Some standard object-oriented design idioms are useful in the refactoring process. Wrapper classes are the most commonly used design idiom when doing software redesign. In certain places, more complex idioms such as the strategy class technique can be used to make the design of the system easier to understand and extend. It is not at all essential to convert the entire system to fit the redesign. In fact, it is best to make changes a bit at a time, retesting after each group of changes.

References

[1] Joseph Davison, Dennis Mancl, and William Opdyke, "Understanding and Addressing the Essential Costs of Evolving Systems," Bell Labs Technical Journal, vol. 5, no. 2, pp. 44-54, April-June 2000.

[2] Ivar Jacobson, Object-Oriented Software Engineering, Reading, MA: Addison-Wesley, 1992.

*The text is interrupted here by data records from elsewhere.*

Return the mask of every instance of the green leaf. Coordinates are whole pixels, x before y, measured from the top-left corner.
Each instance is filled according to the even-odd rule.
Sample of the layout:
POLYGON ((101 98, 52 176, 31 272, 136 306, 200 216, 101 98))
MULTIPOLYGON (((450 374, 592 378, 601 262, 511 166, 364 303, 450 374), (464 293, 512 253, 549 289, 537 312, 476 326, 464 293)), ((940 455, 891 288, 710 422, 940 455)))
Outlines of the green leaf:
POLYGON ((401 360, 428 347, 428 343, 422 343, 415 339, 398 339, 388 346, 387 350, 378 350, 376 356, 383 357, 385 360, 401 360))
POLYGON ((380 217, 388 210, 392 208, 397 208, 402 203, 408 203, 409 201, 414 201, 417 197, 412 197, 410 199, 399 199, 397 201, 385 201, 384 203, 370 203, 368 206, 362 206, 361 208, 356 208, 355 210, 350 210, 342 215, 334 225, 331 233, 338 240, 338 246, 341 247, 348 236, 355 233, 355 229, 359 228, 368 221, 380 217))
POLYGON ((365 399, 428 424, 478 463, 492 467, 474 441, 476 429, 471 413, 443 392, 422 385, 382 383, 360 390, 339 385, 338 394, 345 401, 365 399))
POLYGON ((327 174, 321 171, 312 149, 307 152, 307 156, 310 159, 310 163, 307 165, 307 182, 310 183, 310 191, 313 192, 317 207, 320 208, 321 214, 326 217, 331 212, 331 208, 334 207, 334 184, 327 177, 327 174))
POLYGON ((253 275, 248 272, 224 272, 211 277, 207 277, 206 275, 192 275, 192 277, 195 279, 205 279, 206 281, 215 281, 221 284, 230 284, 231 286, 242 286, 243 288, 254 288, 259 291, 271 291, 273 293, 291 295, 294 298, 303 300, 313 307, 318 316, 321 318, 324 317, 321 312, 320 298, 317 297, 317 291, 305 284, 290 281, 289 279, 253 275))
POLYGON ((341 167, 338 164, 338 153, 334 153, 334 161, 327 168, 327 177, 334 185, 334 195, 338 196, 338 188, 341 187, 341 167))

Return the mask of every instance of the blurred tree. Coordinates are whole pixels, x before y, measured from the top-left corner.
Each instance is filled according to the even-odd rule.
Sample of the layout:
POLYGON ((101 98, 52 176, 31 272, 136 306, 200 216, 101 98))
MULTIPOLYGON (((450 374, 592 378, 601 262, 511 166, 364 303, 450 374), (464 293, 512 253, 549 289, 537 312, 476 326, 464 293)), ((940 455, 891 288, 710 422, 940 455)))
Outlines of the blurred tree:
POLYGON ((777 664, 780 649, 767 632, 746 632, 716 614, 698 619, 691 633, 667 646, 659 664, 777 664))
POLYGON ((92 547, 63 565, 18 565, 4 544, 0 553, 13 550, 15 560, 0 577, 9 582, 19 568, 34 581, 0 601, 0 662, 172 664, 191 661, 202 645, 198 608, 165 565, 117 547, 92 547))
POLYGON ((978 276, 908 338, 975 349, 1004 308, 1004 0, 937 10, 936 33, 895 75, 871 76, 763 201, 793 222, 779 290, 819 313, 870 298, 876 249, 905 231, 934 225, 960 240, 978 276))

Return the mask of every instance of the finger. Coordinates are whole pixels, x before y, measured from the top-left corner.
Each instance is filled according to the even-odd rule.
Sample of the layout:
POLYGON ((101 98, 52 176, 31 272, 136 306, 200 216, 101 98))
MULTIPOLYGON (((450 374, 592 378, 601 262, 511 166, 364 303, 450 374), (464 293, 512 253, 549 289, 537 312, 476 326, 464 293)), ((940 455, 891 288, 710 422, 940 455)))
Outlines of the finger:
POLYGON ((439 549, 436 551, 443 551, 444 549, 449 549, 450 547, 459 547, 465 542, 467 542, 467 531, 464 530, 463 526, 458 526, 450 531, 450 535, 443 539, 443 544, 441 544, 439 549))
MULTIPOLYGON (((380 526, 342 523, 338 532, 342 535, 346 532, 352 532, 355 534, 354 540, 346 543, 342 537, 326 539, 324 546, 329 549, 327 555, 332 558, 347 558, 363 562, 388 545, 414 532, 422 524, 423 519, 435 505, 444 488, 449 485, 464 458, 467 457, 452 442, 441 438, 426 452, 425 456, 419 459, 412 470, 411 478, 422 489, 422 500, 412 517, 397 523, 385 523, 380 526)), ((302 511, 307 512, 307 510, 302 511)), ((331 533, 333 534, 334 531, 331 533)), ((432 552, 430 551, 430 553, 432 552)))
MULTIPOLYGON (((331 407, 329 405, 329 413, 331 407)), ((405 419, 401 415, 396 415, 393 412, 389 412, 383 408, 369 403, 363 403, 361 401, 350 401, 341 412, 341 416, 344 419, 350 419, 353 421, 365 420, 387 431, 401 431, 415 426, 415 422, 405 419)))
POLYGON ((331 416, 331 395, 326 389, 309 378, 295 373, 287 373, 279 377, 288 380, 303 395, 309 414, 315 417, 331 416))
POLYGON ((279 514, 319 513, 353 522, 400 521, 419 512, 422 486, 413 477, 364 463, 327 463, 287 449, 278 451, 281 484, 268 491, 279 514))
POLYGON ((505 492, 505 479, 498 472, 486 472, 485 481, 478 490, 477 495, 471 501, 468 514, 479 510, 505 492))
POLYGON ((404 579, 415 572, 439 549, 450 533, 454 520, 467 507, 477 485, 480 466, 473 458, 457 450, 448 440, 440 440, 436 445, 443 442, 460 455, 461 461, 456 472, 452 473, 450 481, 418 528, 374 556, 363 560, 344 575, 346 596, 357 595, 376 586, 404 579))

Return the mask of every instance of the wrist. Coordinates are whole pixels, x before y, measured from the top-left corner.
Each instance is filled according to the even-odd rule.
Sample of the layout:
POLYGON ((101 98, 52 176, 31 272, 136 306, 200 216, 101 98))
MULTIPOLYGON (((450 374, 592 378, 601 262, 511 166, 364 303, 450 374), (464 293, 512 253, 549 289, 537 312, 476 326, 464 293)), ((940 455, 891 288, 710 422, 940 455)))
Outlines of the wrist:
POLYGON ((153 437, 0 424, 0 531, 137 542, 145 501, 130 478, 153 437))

[3] Alistair Cockburn, Writing Effective Use Cases, Reading, MA: Addison-Wesley, 2000.

[4] Nancy Wilkinson, Using CRC Cards, Reading, MA: Addison-Wesley, 1995.

[5] Martin Fowler, Kent Beck, John Brant, William Opdyke, and Don Roberts, Refactoring: Improving the Design of Existing Code, Reading, MA: Addison-Wesley, 1999, p. xvi.

[6] Erich Gamma, Richard Helm, Ralph Johnson, and John Vlissides, Design Patterns, Reading, MA: Addison-Wesley, 1995.

[7] Douglas Schmidt, Michael Stal, Hans Rohnert, and Frank Buschmann, Pattern-Oriented Software Architecture, Volume 2, New York: Wiley, 2000, p. 52.